Life on the margins in Malaysia

Life on the margins in Malaysia

KUALA LUMPUR - Gulajan Binti Nur Hamad was only 9 years old when she saw her house set ablaze by rampaging Buddhist mobs. "There was fire and fighting," she said, running her right hand across her throat in a hint that she had seen worse than the flames that left her family's home in ashes.
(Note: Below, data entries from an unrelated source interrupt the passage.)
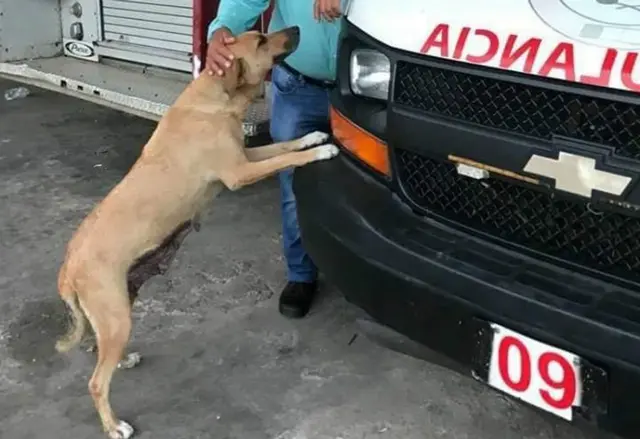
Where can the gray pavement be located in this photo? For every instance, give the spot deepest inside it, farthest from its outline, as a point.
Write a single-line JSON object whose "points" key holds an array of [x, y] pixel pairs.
{"points": [[219, 361]]}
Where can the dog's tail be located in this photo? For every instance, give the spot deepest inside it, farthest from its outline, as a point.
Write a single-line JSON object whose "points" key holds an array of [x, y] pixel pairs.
{"points": [[78, 322]]}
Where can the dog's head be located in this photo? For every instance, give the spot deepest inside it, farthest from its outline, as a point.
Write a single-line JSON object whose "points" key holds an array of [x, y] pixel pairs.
{"points": [[255, 54]]}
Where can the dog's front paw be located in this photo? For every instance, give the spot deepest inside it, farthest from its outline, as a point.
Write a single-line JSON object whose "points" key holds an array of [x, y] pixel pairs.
{"points": [[122, 431], [314, 138], [130, 360], [326, 152]]}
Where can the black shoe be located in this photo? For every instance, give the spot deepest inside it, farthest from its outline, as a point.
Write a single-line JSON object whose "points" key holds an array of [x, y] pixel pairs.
{"points": [[296, 299]]}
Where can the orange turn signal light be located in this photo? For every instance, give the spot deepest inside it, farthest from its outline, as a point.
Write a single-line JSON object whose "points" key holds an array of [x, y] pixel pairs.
{"points": [[362, 144]]}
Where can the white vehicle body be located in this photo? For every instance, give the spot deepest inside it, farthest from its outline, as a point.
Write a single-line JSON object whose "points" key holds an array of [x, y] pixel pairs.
{"points": [[593, 42], [133, 55]]}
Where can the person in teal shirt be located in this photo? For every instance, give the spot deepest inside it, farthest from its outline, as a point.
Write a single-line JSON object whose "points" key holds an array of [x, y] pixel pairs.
{"points": [[299, 105]]}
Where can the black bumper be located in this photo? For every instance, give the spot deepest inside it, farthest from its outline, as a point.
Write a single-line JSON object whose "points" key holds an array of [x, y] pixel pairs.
{"points": [[441, 288]]}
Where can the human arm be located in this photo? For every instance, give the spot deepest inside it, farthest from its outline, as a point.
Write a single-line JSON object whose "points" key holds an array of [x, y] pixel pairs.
{"points": [[233, 18]]}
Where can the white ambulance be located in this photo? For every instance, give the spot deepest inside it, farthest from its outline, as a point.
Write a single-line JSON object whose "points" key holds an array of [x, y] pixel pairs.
{"points": [[487, 205]]}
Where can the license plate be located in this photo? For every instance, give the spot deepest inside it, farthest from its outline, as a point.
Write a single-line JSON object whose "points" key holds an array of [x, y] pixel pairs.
{"points": [[541, 375]]}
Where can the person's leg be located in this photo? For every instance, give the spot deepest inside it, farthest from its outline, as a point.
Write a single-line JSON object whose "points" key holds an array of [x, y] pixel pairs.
{"points": [[297, 109]]}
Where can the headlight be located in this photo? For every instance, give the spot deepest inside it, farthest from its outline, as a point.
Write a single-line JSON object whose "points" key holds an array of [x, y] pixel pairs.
{"points": [[370, 73]]}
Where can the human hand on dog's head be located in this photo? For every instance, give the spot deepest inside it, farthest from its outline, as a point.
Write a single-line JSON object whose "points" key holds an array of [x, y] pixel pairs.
{"points": [[219, 57], [251, 55]]}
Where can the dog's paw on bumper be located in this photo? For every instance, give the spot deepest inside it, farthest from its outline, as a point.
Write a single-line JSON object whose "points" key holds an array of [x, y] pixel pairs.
{"points": [[130, 360], [314, 138], [326, 152], [122, 431]]}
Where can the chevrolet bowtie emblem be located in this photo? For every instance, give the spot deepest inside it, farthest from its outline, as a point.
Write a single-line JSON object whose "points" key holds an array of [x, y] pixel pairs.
{"points": [[577, 174]]}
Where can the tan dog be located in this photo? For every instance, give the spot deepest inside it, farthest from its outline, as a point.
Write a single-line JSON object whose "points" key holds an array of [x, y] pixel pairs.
{"points": [[196, 150]]}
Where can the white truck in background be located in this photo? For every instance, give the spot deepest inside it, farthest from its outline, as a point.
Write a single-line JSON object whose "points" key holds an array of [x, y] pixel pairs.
{"points": [[131, 55]]}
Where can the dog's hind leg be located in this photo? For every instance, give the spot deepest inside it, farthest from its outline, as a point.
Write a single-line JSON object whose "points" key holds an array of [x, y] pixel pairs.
{"points": [[111, 322]]}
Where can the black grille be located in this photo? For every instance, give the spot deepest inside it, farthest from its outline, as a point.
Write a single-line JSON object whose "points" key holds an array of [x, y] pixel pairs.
{"points": [[519, 108], [574, 231]]}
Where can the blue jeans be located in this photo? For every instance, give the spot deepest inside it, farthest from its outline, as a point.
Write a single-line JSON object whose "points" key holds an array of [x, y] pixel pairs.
{"points": [[297, 108]]}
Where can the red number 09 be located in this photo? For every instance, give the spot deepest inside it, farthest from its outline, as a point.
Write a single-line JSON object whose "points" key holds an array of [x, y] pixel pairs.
{"points": [[567, 383]]}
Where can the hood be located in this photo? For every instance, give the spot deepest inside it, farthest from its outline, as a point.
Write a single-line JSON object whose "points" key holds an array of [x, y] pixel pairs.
{"points": [[586, 41]]}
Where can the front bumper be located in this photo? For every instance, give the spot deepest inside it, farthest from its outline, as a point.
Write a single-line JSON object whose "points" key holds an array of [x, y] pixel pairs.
{"points": [[441, 288]]}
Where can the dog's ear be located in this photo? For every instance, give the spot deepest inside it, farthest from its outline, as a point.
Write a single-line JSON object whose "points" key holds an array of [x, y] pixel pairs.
{"points": [[234, 76]]}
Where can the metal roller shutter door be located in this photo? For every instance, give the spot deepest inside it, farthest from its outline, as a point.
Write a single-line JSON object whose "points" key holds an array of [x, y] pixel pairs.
{"points": [[159, 31]]}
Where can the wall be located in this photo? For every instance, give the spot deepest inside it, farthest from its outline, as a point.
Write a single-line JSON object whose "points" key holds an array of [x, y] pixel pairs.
{"points": [[29, 29]]}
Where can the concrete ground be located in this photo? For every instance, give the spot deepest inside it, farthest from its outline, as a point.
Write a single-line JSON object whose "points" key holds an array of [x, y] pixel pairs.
{"points": [[219, 361]]}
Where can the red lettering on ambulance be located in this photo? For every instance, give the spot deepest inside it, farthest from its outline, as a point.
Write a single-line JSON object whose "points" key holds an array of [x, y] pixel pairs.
{"points": [[560, 63], [528, 49], [462, 40], [438, 39], [605, 71], [628, 70], [562, 58], [494, 45]]}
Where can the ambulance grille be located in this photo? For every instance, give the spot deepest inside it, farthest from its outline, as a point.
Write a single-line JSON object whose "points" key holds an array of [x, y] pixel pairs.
{"points": [[593, 236], [519, 108]]}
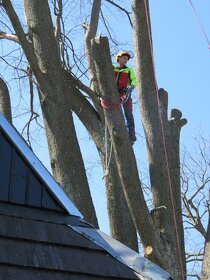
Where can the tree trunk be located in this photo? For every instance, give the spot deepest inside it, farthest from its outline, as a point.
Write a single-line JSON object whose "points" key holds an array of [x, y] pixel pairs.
{"points": [[206, 261], [125, 159], [42, 54], [5, 106], [162, 138], [118, 212]]}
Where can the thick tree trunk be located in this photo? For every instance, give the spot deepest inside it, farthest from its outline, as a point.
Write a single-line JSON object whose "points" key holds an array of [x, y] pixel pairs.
{"points": [[5, 105], [206, 261], [43, 58], [124, 155], [162, 142], [118, 212]]}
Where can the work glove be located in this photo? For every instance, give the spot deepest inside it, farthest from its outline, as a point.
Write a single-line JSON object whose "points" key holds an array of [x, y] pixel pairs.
{"points": [[129, 89]]}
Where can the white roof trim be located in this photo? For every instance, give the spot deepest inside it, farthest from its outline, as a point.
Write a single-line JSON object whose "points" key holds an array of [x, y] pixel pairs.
{"points": [[33, 161], [125, 255]]}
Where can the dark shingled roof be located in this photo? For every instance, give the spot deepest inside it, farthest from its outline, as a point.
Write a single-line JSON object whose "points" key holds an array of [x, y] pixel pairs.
{"points": [[43, 235]]}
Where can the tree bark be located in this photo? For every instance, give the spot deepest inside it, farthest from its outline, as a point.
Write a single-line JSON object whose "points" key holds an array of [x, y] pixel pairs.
{"points": [[206, 261], [118, 212], [5, 105], [162, 138], [124, 155], [42, 54]]}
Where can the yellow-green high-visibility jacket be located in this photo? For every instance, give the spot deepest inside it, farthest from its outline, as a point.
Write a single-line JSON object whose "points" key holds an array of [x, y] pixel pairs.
{"points": [[124, 76]]}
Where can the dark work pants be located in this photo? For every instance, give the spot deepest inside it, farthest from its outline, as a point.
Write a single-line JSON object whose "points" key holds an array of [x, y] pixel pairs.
{"points": [[128, 111]]}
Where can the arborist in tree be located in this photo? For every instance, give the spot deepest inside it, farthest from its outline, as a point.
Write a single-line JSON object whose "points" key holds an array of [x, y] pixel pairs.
{"points": [[126, 82]]}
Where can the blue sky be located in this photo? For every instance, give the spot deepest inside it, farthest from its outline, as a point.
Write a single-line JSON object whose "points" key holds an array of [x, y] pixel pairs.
{"points": [[182, 64]]}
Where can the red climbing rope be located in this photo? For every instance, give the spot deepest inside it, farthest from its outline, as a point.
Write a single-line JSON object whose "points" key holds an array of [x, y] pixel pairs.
{"points": [[165, 150], [109, 105], [199, 21]]}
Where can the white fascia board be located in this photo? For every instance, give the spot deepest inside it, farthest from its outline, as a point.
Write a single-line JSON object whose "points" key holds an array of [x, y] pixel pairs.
{"points": [[39, 168], [125, 255]]}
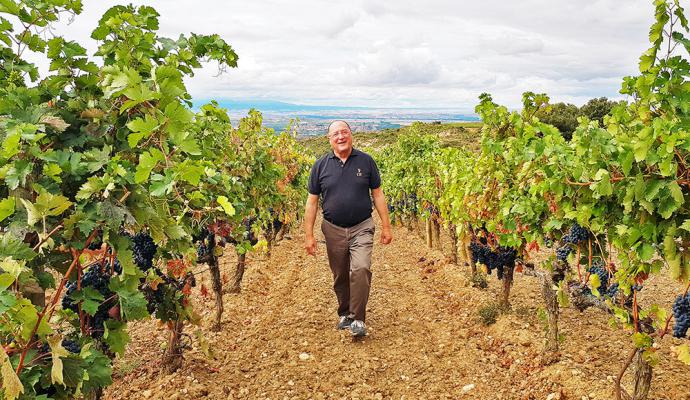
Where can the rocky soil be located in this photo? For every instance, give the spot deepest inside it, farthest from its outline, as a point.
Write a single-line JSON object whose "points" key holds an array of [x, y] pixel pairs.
{"points": [[425, 338]]}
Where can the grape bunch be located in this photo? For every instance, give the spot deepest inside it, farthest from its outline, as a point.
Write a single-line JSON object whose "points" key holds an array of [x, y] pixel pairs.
{"points": [[97, 277], [612, 290], [496, 259], [144, 250], [681, 315], [576, 234], [599, 270], [563, 252], [165, 299]]}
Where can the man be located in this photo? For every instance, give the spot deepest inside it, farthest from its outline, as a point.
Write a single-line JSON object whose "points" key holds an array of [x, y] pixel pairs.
{"points": [[344, 179]]}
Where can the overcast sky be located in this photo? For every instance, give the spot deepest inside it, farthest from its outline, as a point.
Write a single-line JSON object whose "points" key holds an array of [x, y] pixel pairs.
{"points": [[436, 53]]}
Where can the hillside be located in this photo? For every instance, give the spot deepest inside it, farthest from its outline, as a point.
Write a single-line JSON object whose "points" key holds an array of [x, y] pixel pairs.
{"points": [[461, 134]]}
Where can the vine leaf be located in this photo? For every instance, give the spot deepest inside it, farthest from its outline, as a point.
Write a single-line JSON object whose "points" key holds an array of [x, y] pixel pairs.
{"points": [[11, 384], [46, 205], [683, 353], [227, 206]]}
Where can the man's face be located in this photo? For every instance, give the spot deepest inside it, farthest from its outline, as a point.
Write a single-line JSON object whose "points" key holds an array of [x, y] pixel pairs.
{"points": [[340, 137]]}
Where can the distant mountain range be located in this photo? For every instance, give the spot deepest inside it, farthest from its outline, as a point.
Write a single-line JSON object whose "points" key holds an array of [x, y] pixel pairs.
{"points": [[270, 105], [314, 120]]}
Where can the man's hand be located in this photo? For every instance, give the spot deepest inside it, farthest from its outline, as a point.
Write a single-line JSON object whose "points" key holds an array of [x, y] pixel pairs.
{"points": [[310, 245], [386, 235]]}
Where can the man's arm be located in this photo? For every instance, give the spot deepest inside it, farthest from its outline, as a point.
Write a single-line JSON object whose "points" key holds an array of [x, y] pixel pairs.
{"points": [[382, 209], [309, 221]]}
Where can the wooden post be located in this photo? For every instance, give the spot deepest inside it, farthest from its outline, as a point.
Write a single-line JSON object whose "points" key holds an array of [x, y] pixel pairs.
{"points": [[429, 237], [452, 230], [507, 283], [436, 233], [172, 358], [216, 281], [551, 347], [239, 273]]}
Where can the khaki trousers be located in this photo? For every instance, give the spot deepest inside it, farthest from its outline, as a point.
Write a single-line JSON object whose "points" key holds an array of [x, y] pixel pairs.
{"points": [[349, 256]]}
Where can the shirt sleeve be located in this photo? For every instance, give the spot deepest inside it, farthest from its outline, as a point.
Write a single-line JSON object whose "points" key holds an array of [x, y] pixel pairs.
{"points": [[314, 187], [374, 177]]}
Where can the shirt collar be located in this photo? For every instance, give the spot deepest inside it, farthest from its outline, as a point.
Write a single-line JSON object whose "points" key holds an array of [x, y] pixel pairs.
{"points": [[354, 153]]}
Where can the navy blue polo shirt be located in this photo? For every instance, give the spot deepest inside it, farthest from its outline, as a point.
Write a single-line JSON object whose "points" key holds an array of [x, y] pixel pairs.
{"points": [[344, 187]]}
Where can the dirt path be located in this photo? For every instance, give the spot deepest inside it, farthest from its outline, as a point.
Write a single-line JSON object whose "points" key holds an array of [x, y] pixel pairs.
{"points": [[425, 342]]}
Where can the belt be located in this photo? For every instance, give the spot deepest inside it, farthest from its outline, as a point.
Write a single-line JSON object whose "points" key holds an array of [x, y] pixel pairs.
{"points": [[346, 226]]}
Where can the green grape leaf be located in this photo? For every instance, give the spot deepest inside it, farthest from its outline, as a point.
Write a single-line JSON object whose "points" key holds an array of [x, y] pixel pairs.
{"points": [[132, 301], [147, 162], [226, 205], [11, 385], [46, 205], [11, 246], [91, 299], [7, 207]]}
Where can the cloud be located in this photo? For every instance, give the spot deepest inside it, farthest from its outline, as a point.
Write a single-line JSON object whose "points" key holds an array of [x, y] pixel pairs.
{"points": [[374, 53], [333, 28], [393, 66]]}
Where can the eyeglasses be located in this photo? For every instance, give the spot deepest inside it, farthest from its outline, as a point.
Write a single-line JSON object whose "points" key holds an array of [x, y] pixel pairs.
{"points": [[343, 133]]}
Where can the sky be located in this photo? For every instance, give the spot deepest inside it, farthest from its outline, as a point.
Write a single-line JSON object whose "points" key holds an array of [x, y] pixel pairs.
{"points": [[403, 53]]}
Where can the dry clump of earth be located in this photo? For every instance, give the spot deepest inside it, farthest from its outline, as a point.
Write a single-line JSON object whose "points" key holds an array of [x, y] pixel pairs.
{"points": [[425, 338]]}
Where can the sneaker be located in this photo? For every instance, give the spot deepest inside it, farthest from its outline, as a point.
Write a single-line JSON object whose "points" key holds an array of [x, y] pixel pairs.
{"points": [[358, 328], [344, 322]]}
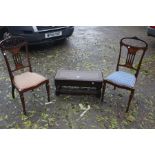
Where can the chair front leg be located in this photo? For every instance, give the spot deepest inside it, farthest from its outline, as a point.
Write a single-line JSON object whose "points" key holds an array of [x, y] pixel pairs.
{"points": [[130, 98], [48, 90], [13, 91], [23, 102], [103, 91]]}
Gulajan was one of more than 140,000 Muslim Rohingya driven from their homes in 2012 during violence between Buddhists and Muslims in Myanmar's western state of Rakhine. Gulajan was left homeless when ethnic Rakhine mobs in October that year attacked the Rohingya Muslims living in the area of Kyaukphyu, an oil and gas port where a major pipeline comes ashore before traversing Myanmar to China's Yunnan Province.

Weeks after the bloodshed - Gulajan said she does not remember when exactly - she and her family boarded a boat on the Rakhine coast. Nine days later, after being cramped shoulder-to-shoulder with the 400 or so people on board, with food provided only every second day, the boat landed at the Malaysian island of Langkawi, off the coast of Penang state.

The Rohingya are a stateless minority numbering over 1 million and living mostly in western Myanmar. Gulajan, now 12, is among the tens of thousands of Rohingya who have made the journey to Malaysia, a Muslim majority country, in recent decades.